TRADE AND GLOBALISATION
Key issues at the trade talks
But its chief, John Wilson, says the most important thing about the shake-up is that the phasing out of quotas is "inextricably linked" to opening up markets - something he says developing countries have "singularly failed" to do.
He adds that tariffs and other barriers in countries like India - which is a rich market for exports - can add up to 100% onto the price of an item, leaving it unable to compete.
"If the US pressures to take up protectionist measures ... that will restrict low cost imports.
"We don't want to see that sort of situation develop as it will cause significant problems."
Meanwhile, industry analyst Textiles Intelligence believes the end of quotas will mean "falling prices and margins" and leave high cost producers struggling to compete.
One country expected to do very well after quotas end is China.
Chinese exports soared after it joined the WTO
According to Textiles Intelligence, the volume of US imports from the country jumped 125% after China joined the World Trade Organisation (WTO) in 2001.
A European Union report also warned it would have the "most extreme" market impact - possibly increasing its overall textile and clothing output by 150%.
The BATC's John Wilson agrees China is a "grave concern" as its ability, population size and economic growth could enable it to serve the whole world as a textile supplier.
Already the ATMI is urging the White House to use the only weapon left in its armoury after the system is abolished - tariffs under emergency measures to halt dumping - to halt a wave of Chinese imports.
Robert DuPree said: "We fully expect China to go wild when quotas end in 2005."
US TEXTILE INDUSTRY
Number of people employed - 432,000
Number of firms in sector - 5,117 *
Manufacturing sales worth - $47.2bn
Export sales worth - $15.8bn
American Textile Manufacturers Institute figures for 2001 (*ATMI figures for 1997)
The ATMI claims that China's refusal to revalue its currency is also having a devastating effect.
It says that in the EU and Canada "textiles remain one of the most highly protected sectors in the world trading community", while the WTO has noted that tariff and non-tariff barriers imposed by developing countries against textile imports are among the highest in the world.
Mr DuPree said: "We would like to keep in place some measures to enable us to compete on a level playing field."
Meanwhile, Textile Intelligence says the main losers will be companies in developing countries that have built up market share through quotas or quota-free access.
These countries could fall by the wayside as China forges ahead, claims Neil Kearney, head of the International Textile, Garment and Leather Workers' Federation.
UK TEXTILE INDUSTRY
Number of people employed - 89,800
Number of firms in sector - 3,650
Manufacturing sales worth - £7.26bn
Export sales worth - £1.35bn
Department of Trade and Industry figures (2001)

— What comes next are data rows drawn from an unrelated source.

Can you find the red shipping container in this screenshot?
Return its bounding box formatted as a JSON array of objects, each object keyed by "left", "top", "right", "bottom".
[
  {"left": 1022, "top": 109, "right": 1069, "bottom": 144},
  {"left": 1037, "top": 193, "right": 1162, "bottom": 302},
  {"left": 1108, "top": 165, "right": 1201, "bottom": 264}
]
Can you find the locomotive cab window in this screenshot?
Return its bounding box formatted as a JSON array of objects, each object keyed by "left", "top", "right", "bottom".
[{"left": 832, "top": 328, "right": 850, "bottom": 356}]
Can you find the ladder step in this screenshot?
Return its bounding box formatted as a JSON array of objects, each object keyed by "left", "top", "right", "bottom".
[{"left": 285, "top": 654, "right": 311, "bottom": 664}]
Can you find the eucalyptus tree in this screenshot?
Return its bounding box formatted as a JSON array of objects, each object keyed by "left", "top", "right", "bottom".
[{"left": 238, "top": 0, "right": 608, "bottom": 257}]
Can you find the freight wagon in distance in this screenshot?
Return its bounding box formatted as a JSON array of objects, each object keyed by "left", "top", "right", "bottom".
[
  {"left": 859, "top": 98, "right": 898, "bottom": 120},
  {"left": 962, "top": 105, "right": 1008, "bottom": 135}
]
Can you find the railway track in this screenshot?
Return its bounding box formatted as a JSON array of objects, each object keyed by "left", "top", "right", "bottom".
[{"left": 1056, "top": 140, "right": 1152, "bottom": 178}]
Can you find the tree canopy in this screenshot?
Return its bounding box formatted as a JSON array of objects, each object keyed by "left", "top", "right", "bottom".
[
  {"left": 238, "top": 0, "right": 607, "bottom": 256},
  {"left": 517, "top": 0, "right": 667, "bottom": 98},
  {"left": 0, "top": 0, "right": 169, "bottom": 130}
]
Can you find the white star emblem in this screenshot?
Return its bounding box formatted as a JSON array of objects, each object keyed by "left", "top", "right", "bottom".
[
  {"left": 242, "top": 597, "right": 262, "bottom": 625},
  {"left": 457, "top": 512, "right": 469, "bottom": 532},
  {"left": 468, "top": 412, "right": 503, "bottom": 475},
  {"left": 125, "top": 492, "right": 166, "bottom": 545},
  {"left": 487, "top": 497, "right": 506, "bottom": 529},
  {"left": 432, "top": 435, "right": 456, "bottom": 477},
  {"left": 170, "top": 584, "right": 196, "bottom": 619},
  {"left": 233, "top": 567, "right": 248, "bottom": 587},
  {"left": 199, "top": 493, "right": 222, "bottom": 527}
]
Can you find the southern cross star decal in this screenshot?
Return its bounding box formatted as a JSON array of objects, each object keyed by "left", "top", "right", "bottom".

He said: "Unless something is done urgently countries such as Bangladesh, Indonesia and Sri Lanka may be waving goodbye to sectors that provide a vast number of industrial jobs."
In Bangladesh, textiles account for almost 85% of the country's exports and the industry employs around 1.5 million people.
Mr Kearney went on: "Bangladesh alone faces the loss of perhaps one million jobs. Indonesia a similar number. Sri Lanka, tens of thousands."